Work Packages 3 and 4 involve the use of virtual reality (VR) and smartphone technology. A series of articles on the use of VR in criminal justice and crime research have been published by postdoc Cornet and the PI (Cornet & Van Gelder, 2020a, 2020b, 2023; Van Gelder, 2023; Van Gelder & Thielmann, 2023). Furthermore, experimental tests of the FutureU behavioral smartphone and virtual reality intervention have also been published in a series of articles by the research team (e.g. Ganschow, et al. 2021; Van Gelder et al., 2022; Mertens et al., 2023, 2024). In addition, PhD-student Siezenga published a review paper on the state-of-the-art of VR and apps in the forensic domain to explore the shared and unique possibilities for risk assessment, offender rehabilitation,
and reintegration, and an empirical paper disentangling engagement and usage in smartphone use.

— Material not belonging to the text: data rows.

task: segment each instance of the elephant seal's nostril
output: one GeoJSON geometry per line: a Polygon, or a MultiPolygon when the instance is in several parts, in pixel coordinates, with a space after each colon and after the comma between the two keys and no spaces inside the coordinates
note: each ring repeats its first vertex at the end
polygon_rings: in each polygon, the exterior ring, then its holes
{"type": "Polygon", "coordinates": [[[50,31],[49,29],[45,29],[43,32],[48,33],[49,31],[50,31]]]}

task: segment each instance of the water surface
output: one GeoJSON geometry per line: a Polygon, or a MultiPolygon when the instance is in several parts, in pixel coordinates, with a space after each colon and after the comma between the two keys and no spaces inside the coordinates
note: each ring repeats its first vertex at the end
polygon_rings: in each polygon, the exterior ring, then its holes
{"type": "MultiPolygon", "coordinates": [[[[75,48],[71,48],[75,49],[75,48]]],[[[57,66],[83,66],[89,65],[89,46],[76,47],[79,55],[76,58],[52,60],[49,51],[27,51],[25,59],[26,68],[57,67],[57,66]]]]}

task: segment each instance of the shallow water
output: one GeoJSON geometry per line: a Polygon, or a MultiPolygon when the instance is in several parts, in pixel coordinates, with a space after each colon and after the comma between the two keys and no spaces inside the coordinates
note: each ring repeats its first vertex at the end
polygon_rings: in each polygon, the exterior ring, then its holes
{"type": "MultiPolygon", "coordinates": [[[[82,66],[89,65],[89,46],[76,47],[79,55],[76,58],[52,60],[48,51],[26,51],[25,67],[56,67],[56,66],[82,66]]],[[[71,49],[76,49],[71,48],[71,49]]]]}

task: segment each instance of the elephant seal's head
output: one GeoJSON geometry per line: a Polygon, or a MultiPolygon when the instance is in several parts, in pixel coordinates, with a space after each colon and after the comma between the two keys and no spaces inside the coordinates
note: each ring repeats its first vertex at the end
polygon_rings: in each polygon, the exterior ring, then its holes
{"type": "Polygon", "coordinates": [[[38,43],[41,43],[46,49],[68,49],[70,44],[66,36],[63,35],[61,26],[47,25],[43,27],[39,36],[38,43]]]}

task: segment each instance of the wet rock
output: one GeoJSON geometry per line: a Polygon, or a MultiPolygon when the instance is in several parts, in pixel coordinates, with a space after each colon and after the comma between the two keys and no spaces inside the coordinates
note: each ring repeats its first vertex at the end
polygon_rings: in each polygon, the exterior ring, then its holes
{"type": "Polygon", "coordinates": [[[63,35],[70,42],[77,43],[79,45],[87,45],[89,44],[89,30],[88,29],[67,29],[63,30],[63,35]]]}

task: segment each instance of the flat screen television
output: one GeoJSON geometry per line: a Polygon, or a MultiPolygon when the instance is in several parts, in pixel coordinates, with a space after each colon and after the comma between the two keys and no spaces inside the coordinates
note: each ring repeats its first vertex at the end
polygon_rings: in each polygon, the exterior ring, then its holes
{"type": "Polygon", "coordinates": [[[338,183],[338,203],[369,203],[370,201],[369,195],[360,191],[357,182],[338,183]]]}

Overview of results: In a series of empirical research articles, we have been able to show how short-term mindsets, the key ingredient of STMT, change as a function of exposure to criminogenic environments and experiences. The theory was further developed in a conceptual article (Van Gelder & Frankenhuis, 2024) that aims to provide the foundation of an integrative paradigm for the field of criminology. In conjunction, this work should contribute to a change in our understanding of criminal behavior and the critical role that short-term mindsets play in it. Additionally, two novel behavioral interventions were developed and published on. This work has been instrumental in providing the basis for the use of virtual reality and smartphone apps in criminological and forensic science. Aside from publications in scientific and popular outlets, dissemination occurred in interviews with, and features in, national and international media outlets and podcasts on the project. All in all, the ERC project has substantially advanced the understanding of immersive methods and smartphone applications in the study of crime and rehabilitation, and it also broke ground in developing novel theory.
Our team is busy with developing and testing additional theoretical questions related to TFT and addressing the objectives defined in the proposal. We anticipate to advance the state of the art in multiple ways, especially in terms of further addressing the development of short-term mindsets and how it relates to (the development of) other correlates of crime groups. On the VR and smartphone we are setting a new standard in criminological research.